Portugal “já” recebeu 132 refugiados dos 10000 que se comprometeu, conta-gotas de solidariedade pisoteada por uma Europa que há muito tempo perdeu o respeito pelos Direitos Humanos.
E a terceira mudança é (será) a minha própria, neste momento em processo.
Vamos falar, então, da habitação em Lisboa: A missão de procurar casa na capital portuguesa, especialmente no centro histórico, tornou-se uma autêntica missão impossível. Preços exorbitantes para apartamentos minúsculos, exigências de várias rendas e caução e a sinistra figura do fiador.
Lisboa vive um autêntico processo de “barcelonização” e isto faz com que os bairros históricos, cada dia que passa, fiquem mais restritos para o comum dos mortais que (sobre)vivemos com uns salários dos mais baixos da UE. O mercado imobiliário do centro histórico passou a estar orientado para a venda de segundas habitações para estrangeiros ou para arrendamentos de férias ou curta duração. Com este fim, proliferam os apartamentos disponibilizados no site Airbnb, um negócio muito lucrativo e do qual as Finanças não veem um só cêntimo.
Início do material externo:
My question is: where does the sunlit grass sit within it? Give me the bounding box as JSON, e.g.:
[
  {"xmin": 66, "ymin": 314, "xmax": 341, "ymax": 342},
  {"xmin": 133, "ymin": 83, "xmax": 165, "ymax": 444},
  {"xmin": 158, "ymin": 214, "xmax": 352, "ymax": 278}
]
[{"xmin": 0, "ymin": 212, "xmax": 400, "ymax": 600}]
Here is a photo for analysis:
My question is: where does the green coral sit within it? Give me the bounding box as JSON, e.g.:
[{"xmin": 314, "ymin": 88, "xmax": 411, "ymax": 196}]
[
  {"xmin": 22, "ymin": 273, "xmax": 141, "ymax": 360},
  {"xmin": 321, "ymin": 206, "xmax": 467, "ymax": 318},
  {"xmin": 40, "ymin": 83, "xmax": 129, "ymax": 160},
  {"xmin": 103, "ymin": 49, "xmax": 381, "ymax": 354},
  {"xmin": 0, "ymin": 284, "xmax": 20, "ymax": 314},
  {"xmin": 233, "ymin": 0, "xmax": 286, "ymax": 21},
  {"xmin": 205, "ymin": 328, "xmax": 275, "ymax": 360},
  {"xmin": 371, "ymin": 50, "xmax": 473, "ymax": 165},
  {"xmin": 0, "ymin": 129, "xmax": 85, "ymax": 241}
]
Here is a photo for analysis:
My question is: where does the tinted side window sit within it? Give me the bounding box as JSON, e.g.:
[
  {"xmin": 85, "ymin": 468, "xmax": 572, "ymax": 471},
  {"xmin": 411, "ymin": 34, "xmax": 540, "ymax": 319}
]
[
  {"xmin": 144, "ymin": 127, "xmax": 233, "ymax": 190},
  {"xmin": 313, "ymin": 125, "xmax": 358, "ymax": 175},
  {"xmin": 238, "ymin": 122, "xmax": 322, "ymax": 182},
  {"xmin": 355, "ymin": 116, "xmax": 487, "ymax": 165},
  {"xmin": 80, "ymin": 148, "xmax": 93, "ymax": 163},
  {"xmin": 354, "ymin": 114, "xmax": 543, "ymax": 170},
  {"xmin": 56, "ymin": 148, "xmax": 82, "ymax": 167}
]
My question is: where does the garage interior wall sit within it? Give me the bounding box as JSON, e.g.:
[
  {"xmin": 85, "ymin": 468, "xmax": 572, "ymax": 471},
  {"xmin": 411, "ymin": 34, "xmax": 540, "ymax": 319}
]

Hoje não existem projetos como o do empresário galego Agapito Serra Fernandes, e o seu bairro Estrela d’Ouro. As pessoas que, como eu, arrendamos um apartamento no centro histórico alfacinha, temos que conformar-nos com esquadrinhar diariamente os sites imobiliários na procura da casa perfeita: na localização idónea, perto dos transportes e sobretudo que nos deixe algum dinheiro para assuntos como a alimentação ou o pagamento do passe. Exemplificando, hoje em Lisboa um apartamento de dois quartos tem um preço médio de 760€, o salário médio em Portugal ronda os 829€.
Este fenómeno de turistificação selvagem que estamos a sofrer os lisboetas (os alfacinhas e os adotados) faz-me pensar: “que bonita é Lisboa… para quem pode desfrutar dela!”. Não admira que dos quase três milhões de pessoas que vivemos na área metropolitana, o concelho de Lisboa apenas albergue pouco mais de meio milhão de habitantes.
Enquanto dúzias de sites, jornais e revistas declaram Lisboa como a maior e a melhor cidade para todas as atividades turísticas e de lazer inimagináveis, a capital passa proporcionalmente a ser mais difícil de morar, de trabalhar, de viver. Há uns dias lia, e aplaudia, este post numa página do Facebook. Fazia-o sem deixar de amar esta cidade mas receoso do futuro que lhe, aliás nos, espera.
Adorar esta Lisboa que me habita, há muito tempo que se tornou impossível, Lisboa é a minha casa, porém, uma casa portuguesa que perdeu a certeza.